Merging `xformers`, PyTorch’s SDPA, `flash_attn`, and a fallback “flex” approach in a single function.

In [2]:
import warnings

try:
    import xformers.ops as xops
    XFORMERS_AVAILABLE = True
except ImportError:
    XFORMERS_AVAILABLE = False

try:
    import flash_attn
    FLASH_ATTN_AVAILABLE = True
except ImportError:
    FLASH_ATTN_AVAILABLE = False

SDPA_AVAILABLE = hasattr(torch.nn.functional, "scaled_dot_product_attention")

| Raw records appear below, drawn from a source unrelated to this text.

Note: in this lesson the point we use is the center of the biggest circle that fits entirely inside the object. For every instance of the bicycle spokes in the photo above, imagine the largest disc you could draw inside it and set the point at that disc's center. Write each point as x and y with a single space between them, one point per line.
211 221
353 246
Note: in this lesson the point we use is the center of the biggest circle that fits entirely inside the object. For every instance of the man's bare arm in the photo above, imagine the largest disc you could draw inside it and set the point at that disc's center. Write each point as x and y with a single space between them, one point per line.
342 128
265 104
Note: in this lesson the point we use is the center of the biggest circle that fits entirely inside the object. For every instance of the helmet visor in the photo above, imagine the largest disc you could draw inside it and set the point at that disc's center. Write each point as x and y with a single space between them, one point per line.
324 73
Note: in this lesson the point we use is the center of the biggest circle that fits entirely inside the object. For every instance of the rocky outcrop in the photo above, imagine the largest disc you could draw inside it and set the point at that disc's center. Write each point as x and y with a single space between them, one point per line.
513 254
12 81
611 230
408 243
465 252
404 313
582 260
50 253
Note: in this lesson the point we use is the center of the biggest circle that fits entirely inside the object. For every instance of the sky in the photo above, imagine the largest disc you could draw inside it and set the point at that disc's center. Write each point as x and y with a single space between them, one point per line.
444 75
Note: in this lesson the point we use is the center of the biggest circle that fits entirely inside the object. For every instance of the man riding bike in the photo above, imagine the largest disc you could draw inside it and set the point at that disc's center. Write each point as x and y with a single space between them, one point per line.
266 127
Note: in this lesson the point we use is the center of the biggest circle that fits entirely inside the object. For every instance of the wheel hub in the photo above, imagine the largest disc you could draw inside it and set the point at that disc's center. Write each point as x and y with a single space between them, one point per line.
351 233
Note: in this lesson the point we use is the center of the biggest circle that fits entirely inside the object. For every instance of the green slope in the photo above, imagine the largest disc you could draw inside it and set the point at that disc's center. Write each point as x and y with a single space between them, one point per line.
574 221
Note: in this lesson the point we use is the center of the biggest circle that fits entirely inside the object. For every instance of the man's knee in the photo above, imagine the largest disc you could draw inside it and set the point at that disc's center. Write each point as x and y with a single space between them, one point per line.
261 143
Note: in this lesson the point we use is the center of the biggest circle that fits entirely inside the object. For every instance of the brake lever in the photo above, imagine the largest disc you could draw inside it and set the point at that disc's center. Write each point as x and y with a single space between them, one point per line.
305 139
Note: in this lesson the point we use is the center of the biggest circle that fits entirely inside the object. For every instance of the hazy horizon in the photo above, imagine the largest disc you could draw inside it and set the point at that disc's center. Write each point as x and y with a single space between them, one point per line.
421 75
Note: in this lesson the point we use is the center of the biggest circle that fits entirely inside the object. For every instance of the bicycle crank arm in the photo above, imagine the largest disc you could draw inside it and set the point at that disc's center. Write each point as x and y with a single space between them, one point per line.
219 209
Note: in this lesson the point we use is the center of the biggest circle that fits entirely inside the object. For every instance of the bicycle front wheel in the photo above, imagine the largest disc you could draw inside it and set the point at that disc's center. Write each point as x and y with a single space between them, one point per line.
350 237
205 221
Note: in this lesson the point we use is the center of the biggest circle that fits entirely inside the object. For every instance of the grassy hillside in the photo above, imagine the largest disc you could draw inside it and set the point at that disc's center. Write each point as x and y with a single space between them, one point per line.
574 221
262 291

def flex_custom_attention(q, k, v, attn_mask=None):
    d_k = q.shape[-1]
    scores = torch.matmul(q, k.transpose(-1, -2)) / (d_k ** 0.5)
    if attn_mask is not None:
        scores = scores + attn_mask
    weights = torch.softmax(scores, dim=-1)
    weights = weights.to(v.dtype)
    out = torch.matmul(weights, v)
    return out

def xformers_attention(q, k, v, attn_mask=None):
    B, H, L, D = q.shape
    q_ = q.reshape(B*H, L, D)
    k_ = k.reshape(B*H, L, D)
    v_ = v.reshape(B*H, L, D)

    bool_mask = None
    if attn_mask is not None:
        expanded = attn_mask.expand(B, H, L, L).reshape(B*H, L, L)
        bool_mask = (expanded < -1e4)
    out = xops.memory_efficient_attention(
        q_, k_, v_,
        attn_mask=bool_mask,
        p=0.0
    )
    return out.reshape(B, H, L, D)

def flash_attention(q, k, v, attn_mask=None):
    import flash_attn
    B, H, L, D = q.shape
    q_ = q.reshape(B*H, L, D)
    k_ = k.reshape(B*H, L, D)
    v_ = v.reshape(B*H, L, D)
    out = flash_attn.flash_attn_func(
        q_, k_, v_,
        dropout_p=0.0,
        softmax_scale=None,
        causal=False
    )
    return out.reshape(B, H, L, D)

def sdpa_attention(q, k, v, attn_mask=None):
    from torch.nn.functional import scaled_dot_product_attention as sdpa
    B, H, L, D = q.shape
    q_ = q.permute(2, 0, 1, 3).reshape(L, B*H, D)
    k_ = k.permute(2, 0, 1, 3).reshape(L, B*H, D)
    v_ = v.permute(2, 0, 1, 3).reshape(L, B*H, D)

    am = None
    if attn_mask is not None:
        am = attn_mask.expand(B, H, L, L).reshape(B*H, L, L)
    out_ = sdpa(q_, k_, v_, attn_mask=am, dropout_p=0.0, is_causal=False)
    out = out_.reshape(L, B, H, D).permute(1, 2, 0, 3)
    return out

def unified_attention(q, k, v, attn_mask=None, backend="auto"):
    if backend == "auto":
        if XFORMERS_AVAILABLE:
            backend = "xformers"
        elif FLASH_ATTN_AVAILABLE:
            backend = "flash"
        elif SDPA_AVAILABLE:
            backend = "sdpa"
        else:
            backend = "flex"

    if backend == "xformers":
        if not XFORMERS_AVAILABLE:
            raise RuntimeError("xformers not installed!")
        return xformers_attention(q, k, v, attn_mask)
    elif backend == "flash":
        if not FLASH_ATTN_AVAILABLE:
            raise RuntimeError("flash_attn not installed!")
        return flash_attention(q, k, v, attn_mask)
    elif backend == "sdpa":
        if not SDPA_AVAILABLE:
            raise RuntimeError("PyTorch >=2.0 needed for SDPA!")
        return sdpa_attention(q, k, v, attn_mask)
    else:
        return flex_custom_attention(q, k, v, attn_mask)

# Demo usage
def example_unified_attention():
    device = "cuda" if torch.cuda.is_available() else "cpu"
    B, H, L, D = 2, 4, 16, 64
    q = torch.randn(B, H, L, D, device=device, dtype=torch.float16)
    k = torch.randn(B, H, L, D, device=device, dtype=torch.float16)
    v = torch.randn(B, H, L, D, device=device, dtype=torch.float16)
    attn_mask = torch.zeros((B, 1, L, L), device=device, dtype=torch.float32)
    blocked = torch.rand((B, 1, L, L), device=device) < 0.2
    attn_mask[blocked] = float("-inf")
    out_flex = unified_attention(q, k, v, attn_mask, backend="flex")
    print("fallback =>", out_flex.shape)

if __name__ == "__main__":
    example_unified_attention()


fallback => torch.Size([2, 4, 16, 64])


---
## Final Notes

- This notebookincludes separate code snippets for each task.
- Some cells (like the nF4 → Triton example) are skeletons or placeholders to illustrate core ideas.